Extensively distributed in the Atlantic part of Europe. Scattered throughout central Europe where it is thought to be naturalised. Rarely found in forests apart from forest edges. May form monotypic stands in disturbed areas.
Temperate oceanic climate with mild winters and mild to cool summers.
Requires disturbance, such as fire or large grazing herbivores, for establishment. Absent from arable and wetland habitats.
Very common in disturbed habits such as wasteland, river banks, quarry spoils, roadsides and railway embankments. Has increased since the 1950s after myxomatosis dramatically reduced rabbit populations.
A large number of insects have found feeding on the shrub, but at very low densities.
Introduced to many montane regions of the tropics, including Peru, La Réunion, Sri Lanka, St Helena and Hawai'i. U. europaeus is now naturalized in Sri Lanka and is considered a serious pest on two Hawaiian Islands. It was inadvertently introduced prior to 1910 when the wool industry was established. The species was introduced to many temperate regions and is a serious pests. In La Réunion it has extensively invaded heathlands, particularly in areas disturbed by cultivation and grazing. It forms monotypic stands in South America including in areas previously forested. Invasive in many temperate areas were the plant was often used as hedge material.
U. europaeus forms impenetrable and often extensive thickets with as many as 60,000 stems/ha. Its poor long-distance dispersal ability ensures that few distant founder populations are started. During the 1930s Hawaiian ranchers converted to cattle ranching and U. europaeus, until then controlled by sheep grazing, began to increase. Microsites produced by the hooves of large herbivores are ideal for gorse seedling establishment, gorse being a poor competitor. Drought and associated removal of grazing pressure appear to have contributed to the infestations.
It grows as low as 460 m a.s.l. but most of its distribution is between 630 and 2220 m. In South America the shrub is found up to 3200 m.
Range land vegetation often on site of former forests.
Not reported but presumably are few and have no significant effect.

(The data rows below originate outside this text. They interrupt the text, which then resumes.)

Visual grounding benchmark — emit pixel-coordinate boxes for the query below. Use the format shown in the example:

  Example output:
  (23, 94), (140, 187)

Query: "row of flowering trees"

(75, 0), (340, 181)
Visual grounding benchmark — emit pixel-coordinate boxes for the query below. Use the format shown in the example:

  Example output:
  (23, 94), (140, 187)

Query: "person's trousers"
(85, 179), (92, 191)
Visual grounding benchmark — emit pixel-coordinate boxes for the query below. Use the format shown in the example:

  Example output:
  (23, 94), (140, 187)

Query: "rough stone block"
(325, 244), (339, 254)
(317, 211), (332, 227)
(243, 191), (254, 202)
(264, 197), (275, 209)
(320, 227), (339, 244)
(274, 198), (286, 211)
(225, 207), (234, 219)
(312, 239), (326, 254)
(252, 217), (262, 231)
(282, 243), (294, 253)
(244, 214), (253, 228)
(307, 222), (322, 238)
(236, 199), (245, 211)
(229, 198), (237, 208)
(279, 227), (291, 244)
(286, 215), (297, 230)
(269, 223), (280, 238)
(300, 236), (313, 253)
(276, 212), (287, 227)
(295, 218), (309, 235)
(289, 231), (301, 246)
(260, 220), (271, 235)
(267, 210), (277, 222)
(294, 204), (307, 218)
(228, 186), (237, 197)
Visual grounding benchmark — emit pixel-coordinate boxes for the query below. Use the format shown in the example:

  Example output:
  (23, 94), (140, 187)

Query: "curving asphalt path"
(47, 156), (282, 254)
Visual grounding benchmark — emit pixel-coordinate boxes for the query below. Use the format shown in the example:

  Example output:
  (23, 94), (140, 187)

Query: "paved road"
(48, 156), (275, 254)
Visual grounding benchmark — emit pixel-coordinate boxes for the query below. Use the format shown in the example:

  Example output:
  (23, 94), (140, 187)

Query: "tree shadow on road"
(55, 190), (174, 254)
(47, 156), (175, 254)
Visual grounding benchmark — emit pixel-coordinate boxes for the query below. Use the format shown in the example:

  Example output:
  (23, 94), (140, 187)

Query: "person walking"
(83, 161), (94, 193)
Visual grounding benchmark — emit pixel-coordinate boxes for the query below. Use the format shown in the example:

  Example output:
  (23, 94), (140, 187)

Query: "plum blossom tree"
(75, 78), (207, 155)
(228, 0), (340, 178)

In La Réunion it is said that U. europaeus has a higher combustible biomass and is probably more flammable than the native vegetation. In some parts New Zealand it has been suggested that stands of U. europaeus facilitate the regeneration of native forest trees. Its presence results in some soil acidification.
U. europaeus represents a fire hazard to private property. It invades watersheds which supply a substantial amount of drinking water. It is threatening agricultural and grazing lands. Thickets are impenetrable to humans and have persistent spiny litter.
In Hawaii, temporary control was undertaken in the 1970s using 2,4-5 T. The ban of the herbicide and lack of funding ended the programme. A task force was later set up to coordinate a management approach which included the following four control programmes: a/ containment: using Tordon 22K strips along roadsides were first targeted to eliminate the possibility of seed transport to new areas, b/ long-term biological: search for control agents in Europe which in 1984 resulted in the release of a seed weevil (Apion ulicis Forster). The weevil is now well established and spreading, but despite destroying 50% of seeds it had no detectable impact on the spreading populations c/ reforestation: using mainly native trees to shade out U. europaeus and d/ grazing: use of goats (Capra hircus) after fire.
No clear evidence is available but it appears that no equivalent species occur in any of the tropical regions invaded.
Unusual case of a species with a temperate Atlantic distribution invading mountainous tropical regions as well as other temperate regions. However in all reported cases both in native and invaded ranges U. europaeus regeneration is highly favoured by the production of microsites by large hoofed mammals, particularly cattle. Differences in seedbank have been found between temperate regions.